À un moment je me suis dit : « Punaise, mais là je fais trois fois 14 nœuds de moyenne ! ». Je me disais : « Mais qu’est-ce qui m’empêche de faire encore plus ? ». Et pourtant j’étais quand même bien dessus, mais je me disais qu’il y aurait encore plus de toile à mettre. Si on était plusieurs à bord, ce serait différent. Ah non, le bateau est complètement dingue, ça c’est sûr. Ils ne l’ont pas raté celui-là.

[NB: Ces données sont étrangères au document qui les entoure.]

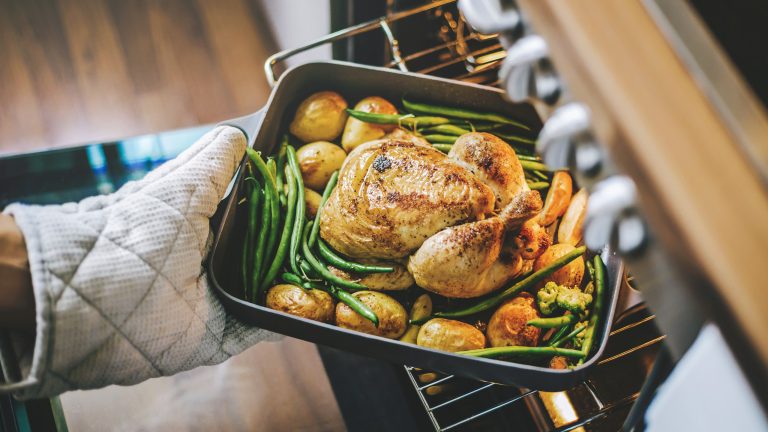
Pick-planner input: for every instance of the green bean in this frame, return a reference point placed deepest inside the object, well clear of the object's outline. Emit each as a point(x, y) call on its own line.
point(280, 181)
point(301, 206)
point(285, 236)
point(576, 330)
point(447, 129)
point(516, 351)
point(440, 139)
point(524, 284)
point(464, 114)
point(326, 193)
point(322, 270)
point(538, 185)
point(597, 310)
point(553, 322)
point(253, 209)
point(355, 304)
point(337, 261)
point(445, 148)
point(275, 210)
point(535, 166)
point(261, 243)
point(559, 334)
point(407, 120)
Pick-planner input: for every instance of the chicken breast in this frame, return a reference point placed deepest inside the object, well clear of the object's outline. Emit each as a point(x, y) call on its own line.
point(394, 194)
point(494, 162)
point(466, 261)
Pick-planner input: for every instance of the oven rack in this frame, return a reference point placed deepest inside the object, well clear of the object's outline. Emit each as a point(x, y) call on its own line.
point(462, 53)
point(470, 391)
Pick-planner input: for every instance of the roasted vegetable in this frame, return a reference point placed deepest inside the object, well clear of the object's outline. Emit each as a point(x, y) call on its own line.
point(357, 132)
point(392, 315)
point(554, 296)
point(569, 275)
point(320, 117)
point(573, 219)
point(318, 161)
point(421, 308)
point(558, 198)
point(450, 335)
point(508, 325)
point(313, 304)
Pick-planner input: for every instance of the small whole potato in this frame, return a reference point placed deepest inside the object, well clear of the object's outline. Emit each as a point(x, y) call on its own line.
point(393, 317)
point(320, 117)
point(312, 199)
point(450, 335)
point(569, 275)
point(318, 161)
point(507, 326)
point(313, 304)
point(357, 132)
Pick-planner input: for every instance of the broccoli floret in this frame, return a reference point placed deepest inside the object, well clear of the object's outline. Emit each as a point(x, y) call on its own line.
point(554, 296)
point(573, 299)
point(547, 298)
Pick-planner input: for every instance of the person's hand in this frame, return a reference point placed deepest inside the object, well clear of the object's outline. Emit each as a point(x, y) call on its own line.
point(120, 291)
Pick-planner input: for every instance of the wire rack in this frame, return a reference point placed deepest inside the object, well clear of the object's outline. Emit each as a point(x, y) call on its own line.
point(453, 49)
point(447, 47)
point(453, 403)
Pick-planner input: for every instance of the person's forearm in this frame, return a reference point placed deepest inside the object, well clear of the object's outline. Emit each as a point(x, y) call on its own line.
point(17, 302)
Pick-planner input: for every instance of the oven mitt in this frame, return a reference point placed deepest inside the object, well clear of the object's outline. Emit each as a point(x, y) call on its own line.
point(120, 289)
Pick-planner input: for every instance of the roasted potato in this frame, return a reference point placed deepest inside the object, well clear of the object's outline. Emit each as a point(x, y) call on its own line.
point(421, 308)
point(392, 315)
point(318, 161)
point(313, 304)
point(397, 280)
point(357, 132)
point(569, 275)
point(320, 117)
point(532, 239)
point(558, 198)
point(573, 219)
point(312, 199)
point(507, 326)
point(450, 335)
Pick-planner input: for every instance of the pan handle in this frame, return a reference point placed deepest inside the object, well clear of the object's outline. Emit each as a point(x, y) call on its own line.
point(248, 124)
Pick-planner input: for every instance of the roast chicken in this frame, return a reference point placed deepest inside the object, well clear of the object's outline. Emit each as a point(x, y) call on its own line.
point(393, 194)
point(455, 216)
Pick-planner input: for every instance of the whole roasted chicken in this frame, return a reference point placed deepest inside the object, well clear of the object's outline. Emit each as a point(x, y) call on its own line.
point(456, 217)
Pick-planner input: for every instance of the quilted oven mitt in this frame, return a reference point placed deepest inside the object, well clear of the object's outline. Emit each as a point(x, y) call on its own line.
point(121, 294)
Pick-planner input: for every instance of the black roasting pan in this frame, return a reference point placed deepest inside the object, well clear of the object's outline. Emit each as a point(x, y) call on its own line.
point(264, 129)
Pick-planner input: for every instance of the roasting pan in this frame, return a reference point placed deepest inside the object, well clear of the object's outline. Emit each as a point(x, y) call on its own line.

Tu as été particulièrement actif sur le groupe WhatsApp des concurrents. Cela fait-il partie pour toi de l’esprit de la Cap Martinique, cette entraide ?

Alex : Après, c’est comme tout : celui qui n’a pas la capacité d’aider ne le fait évidemment pas. Aujourd’hui, si tu es pharmacien, c’est normal que l’on te pose des questions sur les médicaments ou sur la médecine. Moi, il y avait quand même pas mal de petits dossiers où je pouvais aider. Déjà, tu peux peut-être les sortir un petit peu de la difficulté. Je pense que dans la vie de tous les jours, de toute façon, si tu peux aider les autres c’est quand même plutôt sympa. En plus, cela a été plutôt bien pris par tout le monde. Je pense que c’était indispensable, en tout cas c’est clair.

Tu as déjà fait la Cap Martinique en 2022 que tu as gagnés et en 2024. Qu’est-ce qui a été particulier sur celle-ci cette année ?

Alex : Cette année, je pense que tous ceux qui partaient en Pogo et en JPK 10.50 se la pétaient un peu. On se disait qu’on allait battre le record. Eh bien non, le record reste celui de 2022 par le 3300, et c’est moi qui l’ai fait. On s’était dit que l’on mettrait au moins une journée ou une journée et demie de moins, que ça allait le faire. Eh bien là, non. Et puis ce sont deux courses différentes, car en 2022, nous avions eu des conditions qui étaient dingues. Les conditions étaient super, on allait tout droit. Après on a eu un peu de molle, mais quand tu vois la différence de trajectoire par rapport à celle de 2022, de toute façon tu ne peux pas arriver devant, ce n’est pas possible. Ou alors, il faut être à 20 nœuds de moyenne tout le temps. Donc ce sont des courses différentes. Certains disent que l’on connaît la route, mais en fait c’est très rigolo parce que ce ne sont jamais les mêmes routes, ni les mêmes trajectoires, ni les mêmes courses.

Je crois que de toute façon, de notre existence, on ne pourra jamais refaire la même route, ce n’est pas possible, sauf s’ils nous mettent un point de passage obligatoire au Brésil.

Quel est le programme maintenant que tu arrives en Martinique ? Tu vas en profiter un petit peu, tu as le temps ?

Alex : J’aimerais bien ! Déjà, j’ai amené la planche de surf, donc j’aimerais bien surfer un petit peu. Et puis, comme on est arrivés un peu tard, il faut quand même s’occuper des bateaux parce qu’il y a un peu de rangement à faire.